We run on different schedules. Skip likes to sleep in. He’s a slow-burner in the morning, but will work till 3am. Whereas I like to do stuff in the mornings. I’ll be up early if the surf or the light are good.
We once did a trip and we ran two separate camper vans and theirs was always 30 to 40 minutes behind us. That’s just him — he has a creative mind. His mind works in a different way, it’s stronger in some ways.
Skip’s best trait is his creativeness — his art direction is impeccable. He’s a super perfectionist, he won’t settle for just getting it done. He’s got a vision and he’ll work till he gets that. When you see what comes out at the end, you’re like ‘holy shit’.
I really admire his confidence in his work — he knows what he wants and having created 21 magazines, you get pretty good at what you’re doing. It was a pretty harsh learning curve for us to go into print and create a publication. I was dabbling in photography and shooting surfing and film, and then all of a sudden we’re learning to make a magazine. He’s learned a lot in that time. It was just DIY, hard work off our own backs. It’ll never be Damaged Goods without both of us. His vision is just as important as mine.

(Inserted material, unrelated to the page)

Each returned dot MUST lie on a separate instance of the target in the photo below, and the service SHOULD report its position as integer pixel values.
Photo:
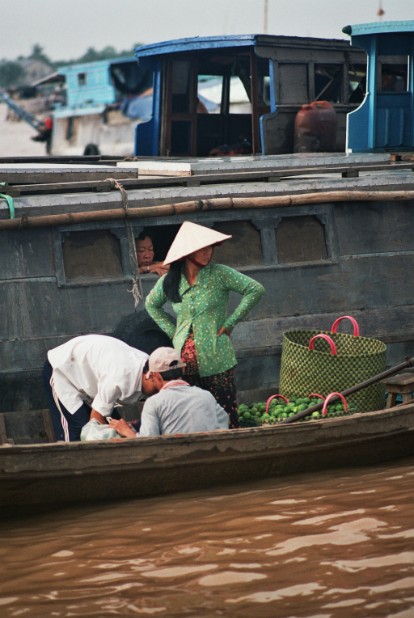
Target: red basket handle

He’s taught me to not let work get in the way of our friendship. I’ve learnt so much about him. When we get together and brainstorm, we’re constantly bouncing ideas. It’s always positive.
My favourite thing is that he just understands surfing. He’s so in tune with everything and is very open-minded about all types of surfing and surf culture. He just gets it. His knowledge of surfing history is really expansive. That reflects in what we do together.

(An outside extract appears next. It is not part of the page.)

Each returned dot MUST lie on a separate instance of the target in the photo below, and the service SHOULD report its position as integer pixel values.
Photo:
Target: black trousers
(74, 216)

We were living together when we started the magazine, so it was kind of hard to separate work from home, but it didn’t matter too much because we were so into what we were doing. The mag is work, but we love doing it, and surfing, so the two mesh together. Even if we weren’t doing the mag, we’d still be hanging out talking about surfing.
Jerry’s definitely a perfectionist. He’s a real craftsman. He was a cabinet-maker and made benchtops, now he shoots films and photos. He hones in on his tools and gets real nerdy about what he’s using.
I trust him in everything. Jerry shoots most of the photos and organises the trips. He shoots everything in a way that’s not contrived. Everything’s there, he doesn’t miss any moments. It makes my job easy to piece it together. Every now and then I might not use a photo, but I know how hard those guys swim, it’s a really hard job getting that shot so I understand his frustration if it doesn’t get run.
Jerry’s got an eye for detail and is really organised. He’s doesn’t let anything slide. We’ve probably fought, but we get over it pretty quick. We’ve known each other so long that I know what his reaction is going to be, and he’s probably the same. There’s nothing that is worth arguing over anyway. It’s such a minor in the whole scheme of things.
Jerry’s into shaping boards so he’s spending his spare time doing that, which is great. I’ve got two of his boards and they go really well.
He lives around the corner and I love that he’s always amped to go surfing. He’ll be outside my house beeping the horn at 6.30am and I’m in bed! He’ll drag me out, but you know he’s been up for an hour already, waiting for the sun to come up. Jerry’s 100 per cent passionate about surfing. It’s good being around a person who’s so stoked — even if the surf is crap he’s talking about the board he’s riding or a great surf he had. You get so much energy out of it.
You know those moments when you’re with your mates and you’re surfing, hanging or camping, those are the things you really cherish when you’re older. And with surfing, you can never plan anything… it’s constantly changing, so you can plan a trip and the weather will change or the wind will swing, so it takes a lot for all those elements to align. But once that happens, and you’ve got your best mate there and the sun’s out, a piece of magic happens.